И рассмеялась. А мне хотелось выцарапать ей лицо, несмотря на всю щемящую боль в груди. Нет, не сейчас, боль, не сейчас. Не время вспоминать…
– Зато с тобой она разговаривает, – сквозь зубы процедила я, ощущая жар собственной кожи.
– Потому что я не убийца, – брезгливо скривилась Тория.
– Зато стерва.
– На себя сначала посмотри!
В два шага я оказалась рядом с ней и заглянула прямо в её глаза.
– Что. Ты. Делала. У Филис?
Тория глядела на меня без всякого испуга – лишь понимание того, что мне ни за что нельзя доверять, было написано на её лице. Как старому врагу, она не хотела передо мной раскрываться, не желала рассказывать свои ошибки прошлого и вовсе не спешила отвечать на мои прямые вопросы. Но трещины в её защите становились с каждой секундой всё шире…
– Это не твоё дело, – холодным голосом отчеканила Тория. – Это только наши отношения.
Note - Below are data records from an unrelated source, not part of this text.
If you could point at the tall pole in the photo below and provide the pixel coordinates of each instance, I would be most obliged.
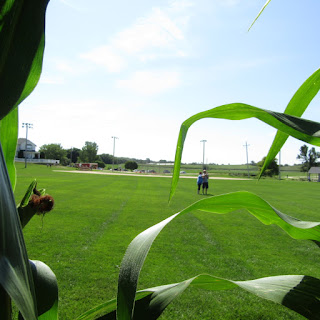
(28, 126)
(114, 147)
(247, 145)
(204, 142)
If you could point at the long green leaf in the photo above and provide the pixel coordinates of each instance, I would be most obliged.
(305, 130)
(15, 273)
(22, 25)
(8, 139)
(46, 288)
(296, 107)
(139, 247)
(296, 292)
(264, 6)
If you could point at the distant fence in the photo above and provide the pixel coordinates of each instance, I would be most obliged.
(41, 161)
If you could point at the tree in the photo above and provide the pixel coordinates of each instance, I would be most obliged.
(89, 152)
(273, 168)
(53, 151)
(131, 165)
(308, 158)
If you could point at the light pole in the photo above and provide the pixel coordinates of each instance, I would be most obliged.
(28, 126)
(247, 145)
(280, 165)
(204, 142)
(114, 146)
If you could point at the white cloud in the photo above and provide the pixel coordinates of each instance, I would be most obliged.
(151, 82)
(106, 57)
(157, 30)
(160, 34)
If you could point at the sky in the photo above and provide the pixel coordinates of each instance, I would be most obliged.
(136, 70)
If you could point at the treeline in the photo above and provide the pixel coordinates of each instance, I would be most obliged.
(88, 154)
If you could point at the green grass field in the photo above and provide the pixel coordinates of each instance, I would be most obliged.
(95, 217)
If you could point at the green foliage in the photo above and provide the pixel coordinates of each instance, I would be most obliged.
(89, 152)
(21, 50)
(271, 170)
(101, 164)
(308, 157)
(53, 151)
(131, 165)
(106, 158)
(296, 107)
(73, 154)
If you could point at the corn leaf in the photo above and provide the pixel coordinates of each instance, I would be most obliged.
(46, 289)
(262, 210)
(8, 139)
(15, 273)
(21, 50)
(256, 18)
(302, 129)
(296, 107)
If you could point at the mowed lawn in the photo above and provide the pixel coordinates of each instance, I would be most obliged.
(95, 217)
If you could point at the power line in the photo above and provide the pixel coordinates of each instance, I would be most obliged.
(27, 126)
(203, 141)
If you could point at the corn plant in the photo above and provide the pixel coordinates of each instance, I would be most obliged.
(300, 293)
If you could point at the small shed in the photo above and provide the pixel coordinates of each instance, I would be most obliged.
(314, 170)
(86, 166)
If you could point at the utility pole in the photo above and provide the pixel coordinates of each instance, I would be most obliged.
(204, 142)
(114, 146)
(28, 126)
(280, 165)
(247, 145)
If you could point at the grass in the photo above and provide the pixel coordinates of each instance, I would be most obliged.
(96, 216)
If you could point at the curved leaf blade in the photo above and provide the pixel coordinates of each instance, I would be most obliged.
(21, 50)
(139, 247)
(296, 292)
(305, 130)
(296, 107)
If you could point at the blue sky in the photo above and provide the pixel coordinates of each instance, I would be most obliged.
(137, 69)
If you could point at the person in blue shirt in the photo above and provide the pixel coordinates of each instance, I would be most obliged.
(199, 181)
(205, 182)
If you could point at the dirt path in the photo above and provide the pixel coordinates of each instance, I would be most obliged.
(145, 175)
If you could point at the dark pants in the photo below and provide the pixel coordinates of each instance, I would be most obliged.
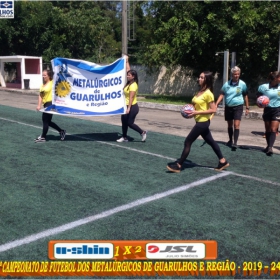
(200, 128)
(129, 119)
(47, 121)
– Отношения? – зацепилась за последнее слово я.
– Забудь.
Тория резко дёрнула головой и попыталась уйти от меня, но я быстро нагнала её в конце украшенного гирляндами коридора и схватила за руку. Сердце стучало очень громко, как бы я ни пыталась заглушить ярость, смешанную с волнением и отрицанием; стало слишком жарко в собственном теле, точно мой разум оказался окружён горящим лесом; одежда прилипла к вспотевшему телу, волосы точно превратились в сухие соломы, так и норовившие залезть в рот и закрыть вид перед глазами. А ведь передо мной – цель, что могла разгадать самую тяжёлую тайну Филис.
– Что между вами произошло? – ответа не последовало даже через десять секунд, поэтому я решила применить другой способ. – Филис говорила, что для неё теперь влюблённость – самое подлое чувство, что она боится вновь разбить себе сердце невзаимной любовью. И у меня есть предложения, что во всём виновата ты.
Тория с бесстрашным лицом смотрела на меня, но в её глазах появлялись осколки слёз, точно каждое произнесённое мною слово вновь и вновь вырезало ей сердце. И вместо сопротивления она решила себя добить.
– И какие же у тебя предположения? – задавленным голосом тихо спросила она, не отводя от меня взгляда, чем сильно мне напоминало её брата.
И я решила её безжалостно сломать.
– Ты постоянно лезешь только к Филис, словно специально показываешь всем, насколько она тебе не нравится, тогда как сама Филис не сопротивляется твоим выходкам и даже просит меня оставить тебя в покое, когда я в очередной раз пыталась поставить тебя на место. Ты разорвала её рисунок, будто увидела самое противное, что мог сотворить человек, однако Филис прекрасно рисует, как профессиональный художник. За что ты так её ненавидишь? Почему так бесчеловечно к ней относишься? Из-за чего ты…
– Да потому что я любила её!
Крик Тории стоял в ушах как стрельба из пистолета – каждое слово пулей впивалось в мягкую плоть ещё живого человека. Но долго ли ему осталось жить? Ведь раны быстро не заживали: нужно много времени, чтобы восстановиться. Но шрамы всегда будут напоминать о прошлых страданиях, как окаменелости души, а воспоминаниям не срубить одним махом топора голову, не уложить их на дно могильной ямы, не закопать. Всё это – причины слёз, причины сломленности, причины саморазрушения.